After a 5 year median follow up, there was a 1.3% (95% CI 0.2–2.3; 5 patients) recurrence in ipsilateral breast tumors in patients who received whole-breast irradiation. In patients who did not received radiotherapy treatment, 4.1% (2.4–5.7; 26 patients) experienced recurrence in ipsilateral breast tumors (p=0.0002).
Women who did not received radiotherapy also had a univariate hazard ratio for ipsilateral breast tumour recurrence of 5.19 (95% CI 1.99–13.52; p=0.0007) compared with women who were treated with whole-breast radiotherapy. When comparing the two groups, no differences in regional recurrence, distant metastases, contralateral breast cancers, or new breast cancers were described. Both groups had an overall survival rate of 93.9% (95% CI 91.8–96.0; p=0.34).
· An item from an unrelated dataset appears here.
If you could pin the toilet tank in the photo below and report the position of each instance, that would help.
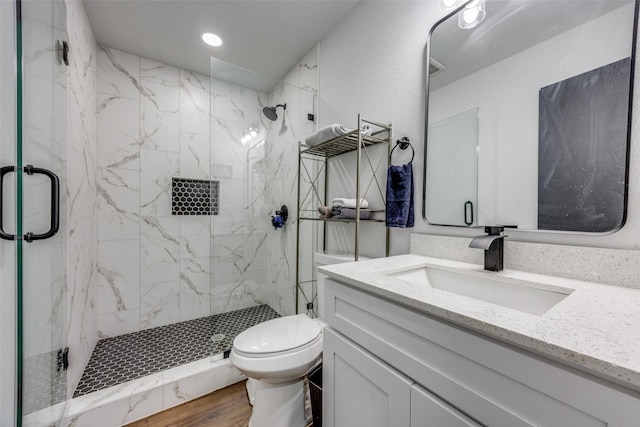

During the phase 3 trial, 89 women died, 49 patients in the arm without radiotherapy and 40 patients in the radiotherapy arm; only 8 patients and 4 patients died from breast cancer, respectively.
The researchers concluded that postoperative whole-breast radiotherapy resulted in a statistically significant but modest reduction in local control for women 65 years or older with early breast cancer 5 years after being randomly assigned to treatment.
However, the 5-year rate of ipsilateral breast tumor recurrence is low enough to consider not treating certain patients with radiotherapy.
The authors aimed to assess the effect omission of whole–breast radiotherapy would have on local control in older women at low risk of local recurrence at 5 years.